2. Ein oder zwei Sprachsysteme?
2.1. The unitary-language hypothesis
2.2. The differentiated-language hypothesis
2.3. Die Annahme einer pre-grammatischen Phase

3. Code-switching

4. Die Rolle des sprachlichen Inputs durch Eltern und Umwelt

5. Schlußfolgerung

Literaturverzeichnis

1. Einleitung

In vielen Untersuchungen zum bilingualen Erstspracherwerb wurde festgestellt, dass Kinder, die von Geburt an zwei- oder mehrsprachig aufwachsen, in den ersten Lebensjahren auffällig häufig die Sprachen mischen, die hohe Mischrate jedoch mit zunehmenden sprachlichen Kenntnissen rapide abnimmt.

Kontroverse Hypothesen für diese frühen Sprachmischungen führten in der Wissenschaft zu Diskussionen und ein immer wieder auftauchendes Thema ist, ob mehrsprachigen Kindern zu Beginn des Spracherwerbs überhaupt bewußt ist, dass sie es mit mehr als einer Sprache zu tun haben .

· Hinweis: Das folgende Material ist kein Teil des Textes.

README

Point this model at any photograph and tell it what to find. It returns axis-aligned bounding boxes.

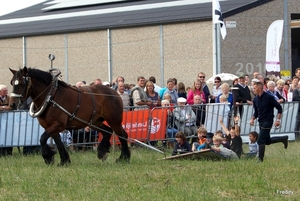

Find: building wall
[0,0,300,92]
[0,22,212,90]
[222,0,300,78]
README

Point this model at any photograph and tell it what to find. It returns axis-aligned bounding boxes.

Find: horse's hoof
[57,160,71,167]
[101,152,108,162]
[44,157,54,165]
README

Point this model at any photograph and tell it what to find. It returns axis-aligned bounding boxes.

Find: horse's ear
[21,66,27,76]
[9,68,17,74]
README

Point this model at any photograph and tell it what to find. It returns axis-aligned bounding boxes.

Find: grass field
[0,142,300,201]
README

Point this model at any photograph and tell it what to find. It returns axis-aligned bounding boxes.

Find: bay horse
[10,67,130,165]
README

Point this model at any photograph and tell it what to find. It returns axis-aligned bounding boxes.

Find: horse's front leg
[40,131,55,165]
[98,124,113,161]
[52,133,71,166]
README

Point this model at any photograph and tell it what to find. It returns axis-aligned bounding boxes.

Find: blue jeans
[257,121,273,145]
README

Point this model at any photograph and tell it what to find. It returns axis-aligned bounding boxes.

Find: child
[219,95,228,103]
[195,133,213,151]
[210,136,239,159]
[214,130,230,149]
[246,131,258,158]
[220,116,243,158]
[161,100,178,148]
[192,127,207,151]
[172,131,192,156]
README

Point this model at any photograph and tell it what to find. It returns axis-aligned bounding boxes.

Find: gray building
[0,0,300,89]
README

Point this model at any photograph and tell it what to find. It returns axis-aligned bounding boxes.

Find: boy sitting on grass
[210,136,239,159]
[192,127,207,151]
[220,116,243,158]
[172,131,192,156]
[246,131,258,158]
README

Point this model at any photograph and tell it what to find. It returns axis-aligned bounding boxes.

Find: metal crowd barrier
[0,102,299,147]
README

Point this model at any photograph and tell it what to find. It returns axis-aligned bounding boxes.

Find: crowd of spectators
[0,68,300,157]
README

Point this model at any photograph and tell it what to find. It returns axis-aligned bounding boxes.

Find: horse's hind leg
[40,131,55,165]
[98,124,113,161]
[52,134,71,166]
[117,127,130,162]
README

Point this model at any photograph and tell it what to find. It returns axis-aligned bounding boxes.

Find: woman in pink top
[186,79,206,105]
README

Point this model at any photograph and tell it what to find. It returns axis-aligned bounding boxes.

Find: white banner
[212,0,227,40]
[266,20,283,77]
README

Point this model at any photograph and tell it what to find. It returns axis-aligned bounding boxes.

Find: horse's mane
[27,68,70,87]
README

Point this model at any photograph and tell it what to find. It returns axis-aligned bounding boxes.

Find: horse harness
[14,69,100,129]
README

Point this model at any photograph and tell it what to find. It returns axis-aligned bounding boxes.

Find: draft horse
[10,67,130,165]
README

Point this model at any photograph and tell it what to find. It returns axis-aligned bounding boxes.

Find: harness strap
[67,88,81,124]
[87,88,96,126]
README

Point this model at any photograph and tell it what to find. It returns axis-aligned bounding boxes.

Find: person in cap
[173,97,198,142]
[234,75,253,116]
[172,131,192,156]
[103,81,110,87]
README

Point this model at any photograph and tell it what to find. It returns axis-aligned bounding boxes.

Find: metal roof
[0,0,273,38]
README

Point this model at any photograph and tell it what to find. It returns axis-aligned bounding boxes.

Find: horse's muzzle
[10,93,22,98]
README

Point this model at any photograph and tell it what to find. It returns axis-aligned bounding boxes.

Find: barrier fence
[0,102,299,147]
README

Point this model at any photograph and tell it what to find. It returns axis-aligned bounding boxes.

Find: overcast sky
[0,0,45,16]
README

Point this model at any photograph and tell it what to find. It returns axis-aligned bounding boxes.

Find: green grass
[0,142,300,201]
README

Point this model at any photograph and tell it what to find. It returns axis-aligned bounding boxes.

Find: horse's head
[9,67,31,109]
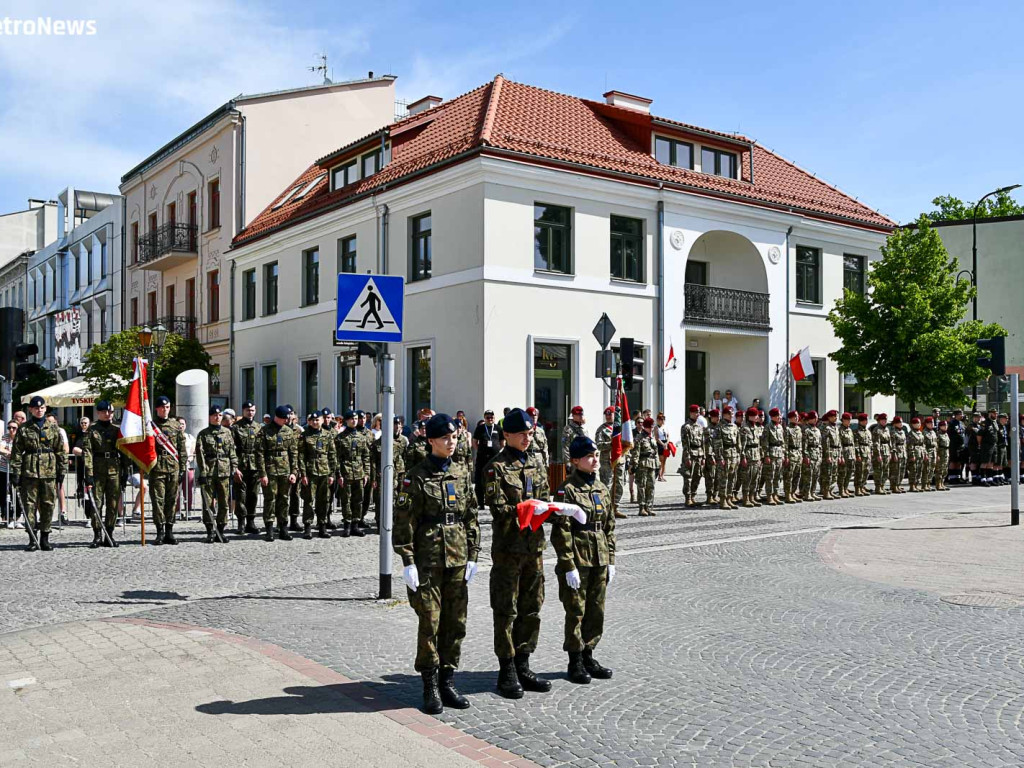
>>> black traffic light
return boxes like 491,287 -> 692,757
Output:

Anhänger der sogenannten “one-system hypothesis” oder auch “one-language hypothesis” sehen die Sprachmischungen als Beweis, dass die Sprachsysteme des Kindes anfangs noch fusioniert sind und sich erst mit der Entwicklung der grammatischen Kompetenz voneinander differenzieren. Befürworter der “two-system hypothesis” oder “differentiated-language hypothesis” weisen jedoch diese Argumentation zurück und zeigen, dass bilinguale Kinder von Geburt an die Fähigkeit besitzen, die Sprachen zu unterscheiden.

Ein mehrsprachiges Kind muss aber auch eine pragmatische Kompetenz entwickeln, in dem es lernt, sich der 'richtigen' Sprache im 'richtigen' Kontext zu bedienen, d. h. sich dem Gesprächspartner oder dem Gesprächskontext anzupassen. Dies gilt nicht nur für “einsprachige” Situationen, in der das Kind die Sprache des Gesprächspartners wählt, sondern auch für bilinguale Gesprächssituationen, in der die Gesprächsbeteiligten die selben Sprachen beherrschen und zwischen diesen wechseln können. Solche Sprachwechsel können innerhalb eines Dialoges, eines Satzes oder eines Wortes auftreten, was in der Sprachwissenschaft als “Code-switching” bezeichnet wird. Um es korrekt anzuwenden, müssen allerdings gewisse soziologische, pragmatische und grammatische Regeln befolgt werden.

Demnach könnte “fehlerhaftes” Code-switching ebenfalls eine Ursache für die vermehrten Sprachmischungen sein, da die Sprachen aufgrund noch nicht erworbener Kompetenzen auch in einem unangebrachten Kontext gemischt werden. Code-switching setzt jedoch zwei differenzierte Sprachsysteme voraus.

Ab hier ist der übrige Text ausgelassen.